Tried deleting one of the folders from the Pi, and it’s automatically returning. Tried deleting the folder, then restarted Syncthing. Folder came back. Hmm… something doesn’t seem right.

Yeah, the errors don’t bode well, I’d say. Are you sure the hardware itself is all right?

The error is not about the folders, but rather the database. Please check where it is located first, and then possibly move it to the internal storage, if possible.

@tomasz86,

Database is on the root partition. Data is on a USB drive. I deleted the database and rebuilt syncthing. Worked good for 3-4 days, then corrupt database errors again. Data error was on the same folder. Because this folder was “receive only” I shutdown syncthing and am running rsync mirroring until an error occurs. No errors so far for 3 days.

If rsync works fine indefinitely, but syncthing crashes after a few days, then I’ll start thinking it’s a syncthing issue.

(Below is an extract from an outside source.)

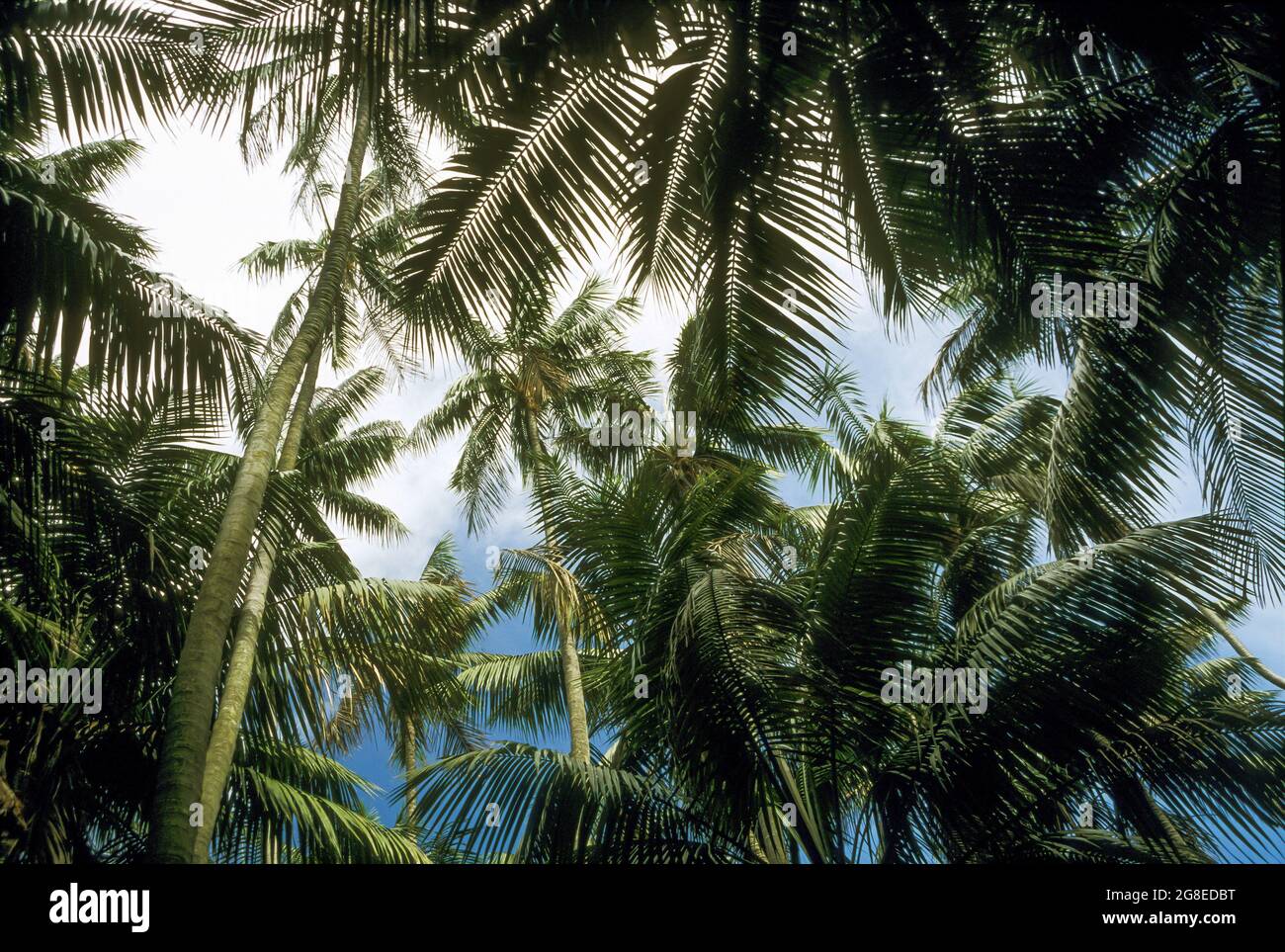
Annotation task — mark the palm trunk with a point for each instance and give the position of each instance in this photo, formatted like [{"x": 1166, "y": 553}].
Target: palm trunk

In the meantime, I notice that rsync and syncthing slightly disagree about what is synchronized. Has anybody found the magic combination of configuration settings so that when syncthing is “complete”, rsync agrees? And visa versa? Only thing I know so far is that syncthing doesn’t sync folder mod times and does only r/o permission bit. Even ignoring folder mod times (-O option), rsync still does a lot of updates to a “syncthing sync’d” folder. Any way to make syncthing or rsync ignore whatever the permissions are?

No idea about rsync, but I’m going to repeat myself saying that those kind of errors indicate a hardware failure. I’d suggest checking the storage device for them, e.g. by doing a basic SMART check and possibly a full scan for bad sectors. Checking/replacing the cables may also be useful.

@tomasz86,

The syncthing database is on the root partition, so I didn’t dismount it to run diagnostics. One step at a time. First, I know the data drive is good because I’ve run diagnostics, run rsync on the same files, and did a bad sector scan. Now I’ll see if any other program has problems with the root partition.